We didn't go far. We're in Durango now, blowing a night, waiting to take the train to Silverton tomorrow. Afterwards, we're gong north for a cheap night at a national campground and on to Colorado's charms and anomalies.


Anonymous said...

Hey Tom - fun stuff!

Joe & I just returned on our bikes from Co Springs. Pikes Peak riding is not to be missed.
I was out there starting my Doctoral program. The ride from MN to Co is dreadful, though...

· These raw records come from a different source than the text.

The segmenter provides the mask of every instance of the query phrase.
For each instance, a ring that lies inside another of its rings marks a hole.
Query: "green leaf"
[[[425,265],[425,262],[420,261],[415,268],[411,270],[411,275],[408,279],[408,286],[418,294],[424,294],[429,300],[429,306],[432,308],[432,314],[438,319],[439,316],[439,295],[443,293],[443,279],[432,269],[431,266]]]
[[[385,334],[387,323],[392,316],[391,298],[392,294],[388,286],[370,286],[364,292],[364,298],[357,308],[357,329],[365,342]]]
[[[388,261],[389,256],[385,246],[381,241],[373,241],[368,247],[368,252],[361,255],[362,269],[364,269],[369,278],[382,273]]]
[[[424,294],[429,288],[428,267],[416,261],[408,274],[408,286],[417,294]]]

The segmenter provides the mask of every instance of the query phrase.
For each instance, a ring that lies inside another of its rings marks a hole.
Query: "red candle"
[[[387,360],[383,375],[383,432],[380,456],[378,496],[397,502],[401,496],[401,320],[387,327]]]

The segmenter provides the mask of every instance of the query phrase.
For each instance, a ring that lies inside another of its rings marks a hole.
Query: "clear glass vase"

Yeah - the right wingers are rampant out there - I think its all the military. I dunno, but I found that aspect of it kinda frightening...


Anonymous said...

The desert sure looks pretty and all, but whenever I read about someone's actual trip it sounds like pure hell on earth. I know, it's a dry heat, but still there's an awful lot of it. I suppose I should visit to just see it all, but is it worth it?

T.W. Day said...

Too true. The desert is sometimes beautiful, but it is a dry, hot, uncomfortable, and incredibly large sort of beautiful. The fact is, no other place on earth has this topology, these plants, these rock formations, or these roads. If you want to see them, you have to put up with the desert. This was my grandson's first long trip, of any sort, and I didn't want to make it unnecessarily painful. He toughened up, though, and ended up enjoying several hundred miles of desert in a run.

Chris said...

Good ride report. I did some of those same roads last year, but in late May. It wasn't quite so hot. I liked the scenery around Durango. I also found grand junction a waste and rode through it.